Hurricanes are thoughtless and violent. It is only realistic to say that some deaths can be expected during, and especially after.
But the needless and tragic deaths of eight elderly people Wednesday after apparently being left in sweltering temperatures in a nursing home/rehabilitation center has shocked South Florida and with good reason.
With such a high body count, there is little doubt that Irma turned the Rehabilitation Center at Hollywood Hills into a living hell — and now it seems clear that no one did enough to save those trapped inside without air conditioning — or called for help in time.
The roll call of victims and their ages are heartbreaking: They were parents, grandparents. They were loved ones: Bobby Owens, 84; Manuel Mario Mendieta, 96; Miguel Antonio Franco, 92; Estella Hendricks, 71; Gail Nova, 71; Carolyn Eatherly, 78; Betty Hibbard, 84; and Albertina Vega, 99.
The causes of their deaths are yet to be determined, but indications are that they were related to the loss of air conditioning during the storm and in the days after. Also yet to be determined is how long these vulnerable people — either residents or recovering from surgery — were left in such stifling heat and, most important, why.
Gov. Rick Scott announced that the Florida Department of Children & Families and the Agency for Health Care Administration have begun an investigation. Hollywood Police Chief Tom Sanchez immediately called it a “criminal” probe. Ditto for Florida Sen. Bill Nelson.
They all have one goal: determining who is to blame for the deaths of these elderly people. And, criminal charges should follow should investigations nail down what looks for all the world like willful negligence. The nursing home has a poor history of inspection results and is affiliated with a South Miami hospital with a troubled past of its own. The state, too, has its own lousy record of regulation.
The Florida Agency for Healthcare Administration gave the home a health-inspection rating of “much below average,” the Miami Herald reported. The state lists Dr. Jack Michel, of South Miami, as the company’s manager. He is also the president of Larkin Community Hospital, across from the nursing home and that apparently never lost power. In 2006, the U.S. Justice Department fined Larkin and its owners $15.4 million in the settlement of a civil fraud complaint.
Broward officials said that the nursing home was in compliance with state and federal rules that require an evacuation plan. There was a drill there last year.
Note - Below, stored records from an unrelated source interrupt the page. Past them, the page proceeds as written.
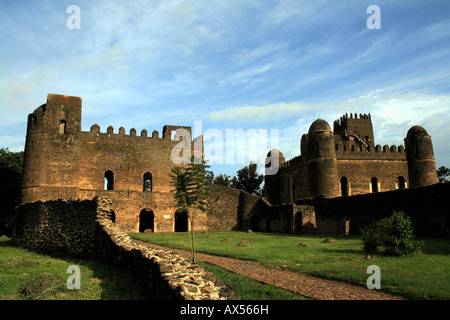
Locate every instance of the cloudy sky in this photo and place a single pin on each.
(230, 65)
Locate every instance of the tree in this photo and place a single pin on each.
(223, 180)
(190, 192)
(248, 179)
(394, 233)
(443, 174)
(10, 182)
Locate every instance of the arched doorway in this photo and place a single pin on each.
(287, 225)
(112, 216)
(181, 221)
(401, 182)
(148, 181)
(374, 184)
(146, 220)
(254, 223)
(344, 186)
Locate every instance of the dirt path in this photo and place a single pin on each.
(298, 283)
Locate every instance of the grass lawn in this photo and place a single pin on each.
(423, 276)
(20, 268)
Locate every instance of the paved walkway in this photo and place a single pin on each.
(298, 283)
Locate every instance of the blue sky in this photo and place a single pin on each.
(244, 64)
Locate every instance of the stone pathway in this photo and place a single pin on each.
(298, 283)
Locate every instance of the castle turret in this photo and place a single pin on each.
(51, 148)
(272, 187)
(322, 162)
(420, 157)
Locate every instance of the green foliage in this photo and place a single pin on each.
(190, 192)
(394, 233)
(248, 179)
(421, 276)
(223, 180)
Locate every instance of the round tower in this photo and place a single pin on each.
(420, 157)
(272, 189)
(51, 148)
(322, 161)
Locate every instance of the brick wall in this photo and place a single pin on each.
(83, 228)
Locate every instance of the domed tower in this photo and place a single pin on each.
(272, 190)
(322, 162)
(51, 149)
(420, 157)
One would think that the awful photo of nursing-home residents in Houston, left to languish in waist-high water after Hurricane Harvey, would have made every facility in Florida cringe — and come up with a Plan A, B and C as Irma approached. Word is that Hollywood Hills had only partial generator service, not one to run the building’s air conditioning.
The eight nursing-home residents who died were not the only seniors trapped by sketchy planning. In Miami Dade, WLRN reporter Nadege Green found elderly residents in a series of Coconut Grove senior-living apartments who remained trapped, no elevator, no electricity; on Tuesday, about 50 residents of a senior-citizens tower in Miami’s Civic Center neighborhood damaged by Irma were being taken to a shelter.
And to think: We almost escaped Hurricane Irma’s ire without a senseless loss of life.